100b = Post Emphasis

011b, 010b = Reserved

001b = Perform Rx Adaptation

000b = No Command

Payload[7:5] = Status[2:0]

Status[2:0] =

011b = NAK

010b = In Progress

001b = Setup

000b = Idle/Finished

Payload[4] = Increase

Specifies whether to increase or decrease the selected attribute. When Cmd[2:0] is 100b through 111b,

0b = Decrease

1b = Increase

Otherwise, set to 0b

Payload[4] = MaxValue

1b = Maximum value (in positive or negative direction) reached

0b = Maximum value not reached

Payload[3:0] = Amt[3:0]

Specifies amount of increase/decrease

for Tx Amplitude, Tx Slew Rate, Pre Emphasis, or Post Emphasis.

Otherwise set to 0000b

Payload[3:0] = Amt[3:0]

When Cmd[2:0] is 100b through 111b, Response Payload[3:0] reflects Command Payload[3:0]. Otherwise, Response Payload[3:0] = 0000b

  • For commands: Tx Amplitude, Tx Slew Rate, Pre Emphasis, and Post Emphasis, the target of the command is a transmitter
  • For command Rx Adaptation, the target of the command is a receiver
  • When the amount of the specified increase or decrease takes the transmitter beyond its maximum supported value, the transmitter goes to its maximum value and reports that it has reached its maximum value in Response Payload[4].
  • As with lane margining described in the PCIe Gen4 Base Specification, the host controls outer loop equalization of its own transmitters and receivers using PCI Configuration TLPs to write and read its lane margining at the receiver capability registers.
  • As with lane margining described in the PCIe Gen4 Base Specification, the host controls outer loop equalization of the upstream port in the downstream component using PCI Configuration TLPs to write and read the downstream component lane margining at the receiver capability registers.
  • As with lane margining described in the PCIe Gen4 Base Specification, the host controls outer loop equalization of retimer transmitters and receivers using Control SKP Ordered Sets.

Outer loop equalization proceeds as follows:

  1. System software determines which transmitter/receiver pairs within a link should be adjusted.
  2. System software sends commands that target the first set of transmitters (all at the same address, but on different lanes) to increase/decrease Tx Amplitude, Tx Slew Rate, Tx Pre Emphasis, and Tx Post Emphasis as needed.
  3. System software polls the status associated with the commands until all targeted transmitters return a NAK (indicating an error was encountered) or Idle/Finished status.
  4. System software then sends commands that target the receiver associated with the targeted transmitters.
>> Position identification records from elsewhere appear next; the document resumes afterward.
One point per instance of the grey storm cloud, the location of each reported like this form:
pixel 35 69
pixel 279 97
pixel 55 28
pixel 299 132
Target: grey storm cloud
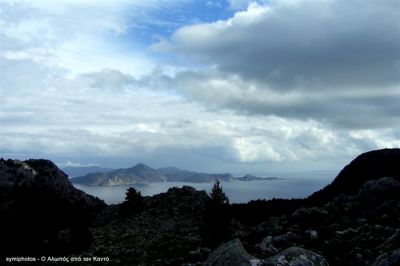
pixel 332 61
pixel 302 44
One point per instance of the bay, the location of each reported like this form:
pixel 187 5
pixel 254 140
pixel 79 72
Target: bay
pixel 237 191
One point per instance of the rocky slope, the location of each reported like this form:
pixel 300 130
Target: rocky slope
pixel 38 204
pixel 357 226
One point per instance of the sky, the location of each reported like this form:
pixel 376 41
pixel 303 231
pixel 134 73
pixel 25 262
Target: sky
pixel 217 86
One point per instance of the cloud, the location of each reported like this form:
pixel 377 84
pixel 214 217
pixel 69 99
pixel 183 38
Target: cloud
pixel 301 44
pixel 79 85
pixel 333 61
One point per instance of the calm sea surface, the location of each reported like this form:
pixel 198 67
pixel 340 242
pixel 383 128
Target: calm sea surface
pixel 237 191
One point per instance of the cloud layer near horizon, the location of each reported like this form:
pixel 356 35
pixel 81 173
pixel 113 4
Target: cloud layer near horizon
pixel 277 82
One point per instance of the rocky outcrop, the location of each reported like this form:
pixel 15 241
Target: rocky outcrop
pixel 349 230
pixel 368 166
pixel 231 253
pixel 384 189
pixel 391 258
pixel 296 256
pixel 37 203
pixel 166 232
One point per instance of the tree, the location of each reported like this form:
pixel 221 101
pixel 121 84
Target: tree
pixel 218 197
pixel 133 203
pixel 217 217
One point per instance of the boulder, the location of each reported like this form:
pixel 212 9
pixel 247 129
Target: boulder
pixel 231 253
pixel 391 258
pixel 392 242
pixel 375 191
pixel 296 256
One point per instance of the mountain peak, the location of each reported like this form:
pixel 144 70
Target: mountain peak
pixel 141 166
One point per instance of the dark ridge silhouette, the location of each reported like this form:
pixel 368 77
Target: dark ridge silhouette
pixel 367 166
pixel 40 210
The receivers are commanded to perform Rx Adaptation.
  5. System software polls the status associated with the commands until all targeted transmitters return a NAK or Idle/Finished status.
  6. Steps 2 through 5 are repeated until system software is finished making adjustments.
  7. Then, system software performs lane margining to determine if there is adequate margin (refer to Figure 11). If the margin is now adequate, the process is complete. Otherwise, these steps can be repeated with remaining transmitter parameters.